Exploring the Statistical Properties of Outputs from a Process Inspired by Geometrical Interpretation of Newton's Method

TL;DR

This paper investigates the statistical distribution of outputs from a geometrically inspired Newton's method, proving it follows a Cauchy distribution and proposing a new uniform distribution generation method.

Contribution

It provides a rigorous proof that the output distribution is Cauchy and introduces a novel method for generating uniform distributions.

Findings

Output distribution converges to a Cauchy distribution.

Statistical tests confirm the Cauchy distribution fit.

A transformation method for distances between outputs is developed.

Abstract

In this paper, the statistical properties of Newton s method algorithm output in a specific case have been studied. The relative frequency density of this sample converges to a well-defined function, prompting us to explore its distribution.
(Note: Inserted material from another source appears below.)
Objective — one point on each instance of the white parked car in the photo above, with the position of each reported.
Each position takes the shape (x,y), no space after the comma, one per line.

Through rigorous mathematical proof, we demonstrate that the probability density function follows a Cauchy distribution. Additionally, a new method to generate a uniform distribution is proposed. To further confirm our findings, we employed statistical tests, including the Kolmogorov-Smirnov test and Anderson-Darling test, which showed high p-values. Furthermore, we show that the distribution of the distance between two successive outputs can be obtained through a transformation method applied to the Cauchy distribution.